Major U.S. stock indexes gave up early gains and closed mostly lower Wednesday, extending the market’s heavy losses for the week.
The benchmark S&P 500 fell for the fifth straight day after swinging between a 0.6% loss and 1.7% gain. Smaller company stocks bore the brunt of the selling. The bond market continued to flash warning signs as long-term Treasury yields fell further below short-term yields.
Worry about economic fallout from the virus outbreak that originated in China has fueled a sharp sell-off this week that’s wiped out the market’s gains for the year.
The virus continues to spread and threatens to hurt industrial production, consumer spending, and travel. More cases are being reported in Europe and the Middle East.
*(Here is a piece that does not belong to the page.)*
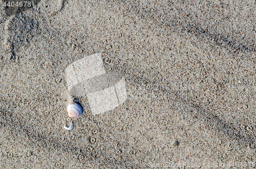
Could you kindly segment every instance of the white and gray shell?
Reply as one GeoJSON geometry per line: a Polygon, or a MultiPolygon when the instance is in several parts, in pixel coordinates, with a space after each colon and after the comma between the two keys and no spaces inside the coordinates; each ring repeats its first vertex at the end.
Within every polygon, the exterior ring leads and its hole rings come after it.
{"type": "Polygon", "coordinates": [[[82,114],[82,109],[78,104],[72,102],[67,107],[69,116],[71,117],[77,117],[82,114]]]}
Health officials in the U.S. have been warning Americans to prepare for the virus.
“The market is still digesting the full impact of what the coronavirus could mean for global GDP growth and, more importantly, on earnings growth for a lot of companies,” said Nadia Lovell, U.S. equity strategist at J.P. Morgan Private Bank.
The S&P 500 index fell 0.4%. It’s on track for its biggest monthly decline since May. The Dow Jones Industrial Average dropped 123.77 points, for a three-day loss of 2,034 points. A modest rally in technology stocks helped nudge the Nasdaq composite to a 0.2% gain.
Smaller company stocks fell the most. The Russell 2000 index lost 1.2%.